The microorganisms that inhabit Africa’s Lake Tanganyika play a critical role in sustaining the lake’s ecosystem. The identity of these microorganisms and their exact roles in cycling nutrients throughout the lake has, however, gone unstudied. Now, scientists from the US, Germany, and Tanzania, have shone a light into the darkness of the lake’s waters.

Lake Tanganyika holds 16% of the world’s freshwater, and is the largest tropical freshwater lake on Earth. The sharp depth of the lake causes it to be stratified — meaning its layers of water don’t mix.
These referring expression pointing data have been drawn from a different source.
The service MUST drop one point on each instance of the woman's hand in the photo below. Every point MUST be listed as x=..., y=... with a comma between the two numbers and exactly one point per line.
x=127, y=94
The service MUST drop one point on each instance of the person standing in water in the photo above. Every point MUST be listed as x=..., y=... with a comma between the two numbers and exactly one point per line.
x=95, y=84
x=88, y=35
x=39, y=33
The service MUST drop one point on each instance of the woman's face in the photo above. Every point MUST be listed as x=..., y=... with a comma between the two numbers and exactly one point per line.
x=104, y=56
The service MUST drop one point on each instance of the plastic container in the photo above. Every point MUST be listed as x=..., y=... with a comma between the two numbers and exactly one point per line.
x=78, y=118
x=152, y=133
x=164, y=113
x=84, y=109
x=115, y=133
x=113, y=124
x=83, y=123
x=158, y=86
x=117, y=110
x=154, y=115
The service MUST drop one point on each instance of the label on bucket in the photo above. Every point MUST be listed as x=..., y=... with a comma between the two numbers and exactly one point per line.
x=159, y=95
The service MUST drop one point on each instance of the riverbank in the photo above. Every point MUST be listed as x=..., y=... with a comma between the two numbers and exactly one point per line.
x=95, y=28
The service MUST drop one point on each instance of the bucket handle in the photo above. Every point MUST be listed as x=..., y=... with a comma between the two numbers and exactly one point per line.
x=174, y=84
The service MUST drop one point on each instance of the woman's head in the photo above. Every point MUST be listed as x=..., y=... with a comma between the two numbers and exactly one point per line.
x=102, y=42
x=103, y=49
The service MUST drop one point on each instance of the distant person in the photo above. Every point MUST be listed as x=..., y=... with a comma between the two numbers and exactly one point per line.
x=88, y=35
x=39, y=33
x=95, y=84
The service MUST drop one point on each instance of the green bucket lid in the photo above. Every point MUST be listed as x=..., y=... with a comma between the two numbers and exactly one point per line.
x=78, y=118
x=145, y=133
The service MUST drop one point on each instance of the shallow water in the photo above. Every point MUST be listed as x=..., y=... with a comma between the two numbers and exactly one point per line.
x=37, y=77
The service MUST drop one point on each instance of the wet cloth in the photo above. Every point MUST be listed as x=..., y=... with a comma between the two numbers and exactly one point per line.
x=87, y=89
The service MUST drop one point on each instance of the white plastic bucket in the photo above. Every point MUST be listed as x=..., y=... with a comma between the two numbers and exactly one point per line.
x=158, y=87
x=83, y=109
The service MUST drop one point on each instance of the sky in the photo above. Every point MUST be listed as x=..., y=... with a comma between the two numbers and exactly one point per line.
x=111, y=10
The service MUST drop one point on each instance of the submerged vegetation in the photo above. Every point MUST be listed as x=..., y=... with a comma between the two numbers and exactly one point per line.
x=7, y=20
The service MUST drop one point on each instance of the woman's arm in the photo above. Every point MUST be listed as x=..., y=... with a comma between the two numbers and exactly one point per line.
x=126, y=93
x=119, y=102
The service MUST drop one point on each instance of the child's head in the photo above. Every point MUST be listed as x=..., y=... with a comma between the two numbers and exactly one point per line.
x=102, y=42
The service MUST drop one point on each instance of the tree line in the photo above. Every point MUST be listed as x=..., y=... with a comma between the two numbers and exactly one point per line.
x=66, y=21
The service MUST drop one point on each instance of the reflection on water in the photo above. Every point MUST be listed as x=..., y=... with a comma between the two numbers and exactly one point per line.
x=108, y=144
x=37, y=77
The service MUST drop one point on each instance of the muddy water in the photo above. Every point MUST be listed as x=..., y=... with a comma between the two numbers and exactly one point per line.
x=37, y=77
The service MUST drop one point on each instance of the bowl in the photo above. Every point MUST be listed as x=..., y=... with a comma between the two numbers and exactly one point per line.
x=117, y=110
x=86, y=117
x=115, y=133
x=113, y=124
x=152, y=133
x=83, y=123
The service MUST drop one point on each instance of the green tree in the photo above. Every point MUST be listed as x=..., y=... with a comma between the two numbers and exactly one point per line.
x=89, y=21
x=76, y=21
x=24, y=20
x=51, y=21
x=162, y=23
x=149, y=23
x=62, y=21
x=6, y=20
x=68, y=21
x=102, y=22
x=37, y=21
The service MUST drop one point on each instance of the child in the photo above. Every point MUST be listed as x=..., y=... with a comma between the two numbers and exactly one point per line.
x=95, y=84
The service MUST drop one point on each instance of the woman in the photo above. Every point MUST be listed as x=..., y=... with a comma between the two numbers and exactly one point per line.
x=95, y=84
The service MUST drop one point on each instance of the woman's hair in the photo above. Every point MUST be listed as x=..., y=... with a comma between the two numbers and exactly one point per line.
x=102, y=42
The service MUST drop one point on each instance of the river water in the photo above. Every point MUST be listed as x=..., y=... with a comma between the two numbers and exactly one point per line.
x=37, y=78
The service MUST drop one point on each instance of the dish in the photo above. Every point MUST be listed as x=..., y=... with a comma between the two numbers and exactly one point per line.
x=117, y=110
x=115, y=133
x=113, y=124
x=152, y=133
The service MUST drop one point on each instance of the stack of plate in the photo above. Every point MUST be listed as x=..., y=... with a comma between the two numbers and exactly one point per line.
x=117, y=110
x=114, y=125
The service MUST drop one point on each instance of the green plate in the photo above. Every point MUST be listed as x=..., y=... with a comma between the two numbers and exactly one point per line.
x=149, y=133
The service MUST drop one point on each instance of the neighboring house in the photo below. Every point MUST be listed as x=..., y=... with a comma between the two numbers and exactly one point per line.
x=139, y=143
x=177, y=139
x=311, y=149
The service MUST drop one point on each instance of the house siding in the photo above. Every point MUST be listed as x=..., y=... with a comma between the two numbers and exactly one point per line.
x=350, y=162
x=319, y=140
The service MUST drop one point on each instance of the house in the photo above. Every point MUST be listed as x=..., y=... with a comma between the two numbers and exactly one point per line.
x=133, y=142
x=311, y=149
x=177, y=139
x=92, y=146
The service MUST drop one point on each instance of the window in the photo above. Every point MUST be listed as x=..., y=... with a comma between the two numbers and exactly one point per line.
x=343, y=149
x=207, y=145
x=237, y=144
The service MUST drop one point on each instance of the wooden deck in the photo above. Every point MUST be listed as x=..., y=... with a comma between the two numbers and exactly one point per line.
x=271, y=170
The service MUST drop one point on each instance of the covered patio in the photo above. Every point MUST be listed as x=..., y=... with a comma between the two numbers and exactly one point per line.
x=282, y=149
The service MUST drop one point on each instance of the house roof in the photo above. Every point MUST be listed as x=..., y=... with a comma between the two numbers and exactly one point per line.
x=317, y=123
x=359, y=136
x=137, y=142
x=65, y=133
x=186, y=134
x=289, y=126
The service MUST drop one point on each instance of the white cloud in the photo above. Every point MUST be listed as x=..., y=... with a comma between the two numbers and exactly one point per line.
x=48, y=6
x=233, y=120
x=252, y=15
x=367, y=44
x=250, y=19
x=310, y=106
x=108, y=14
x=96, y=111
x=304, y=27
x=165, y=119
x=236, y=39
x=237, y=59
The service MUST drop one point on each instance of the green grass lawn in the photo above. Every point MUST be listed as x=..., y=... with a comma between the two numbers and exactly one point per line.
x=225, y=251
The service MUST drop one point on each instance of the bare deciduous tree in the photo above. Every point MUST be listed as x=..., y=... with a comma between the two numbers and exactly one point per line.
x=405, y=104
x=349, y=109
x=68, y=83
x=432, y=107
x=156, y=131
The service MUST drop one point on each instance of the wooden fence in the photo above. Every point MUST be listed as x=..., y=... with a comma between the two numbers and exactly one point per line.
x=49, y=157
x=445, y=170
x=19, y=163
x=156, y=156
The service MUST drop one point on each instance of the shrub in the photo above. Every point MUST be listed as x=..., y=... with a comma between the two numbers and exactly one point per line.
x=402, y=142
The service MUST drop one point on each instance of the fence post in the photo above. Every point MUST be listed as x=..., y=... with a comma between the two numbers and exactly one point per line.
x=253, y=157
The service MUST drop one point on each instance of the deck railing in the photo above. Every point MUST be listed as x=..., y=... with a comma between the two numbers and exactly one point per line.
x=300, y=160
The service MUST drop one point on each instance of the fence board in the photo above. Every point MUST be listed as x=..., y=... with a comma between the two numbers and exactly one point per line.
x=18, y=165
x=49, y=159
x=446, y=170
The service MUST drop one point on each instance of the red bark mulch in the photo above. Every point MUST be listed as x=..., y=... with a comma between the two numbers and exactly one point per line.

This results in a ~70m-deep, oxygenated surface layer topping a ~1400m-deep abyss of oxygen-depleted water.

The microorganisms that inhabit these anoxic waters play a crucial role in the biogeochemical cycling of nutrients, such as carbon, nitrogen, and sulphur, throughout the food web of the ecosystem. “When microbes utilise these nutrients, they make them available to other organisms,” explains lead researcher, Patricia Tran, from the University of Wisconsin-Madison in the United States.

Tran and her team collected samples from two regions on Lake Tanganyika at differing depths. From the samples, the researchers reconstructed the genomes of more than 500 microorganisms. The team also reconstructed the nutrient metabolism of the microorganisms as a community and as single-microbes.

Tanganyika offers a “model ecosystem,” due to the vast species in its oxygenated surface waters, says principal investigator, Karthik Anantharaman, also at the University of Wisconsin-Madison. Their work has revealed the missing “microbial resolution” of the lake, and provides a baseline for future studies of the lake.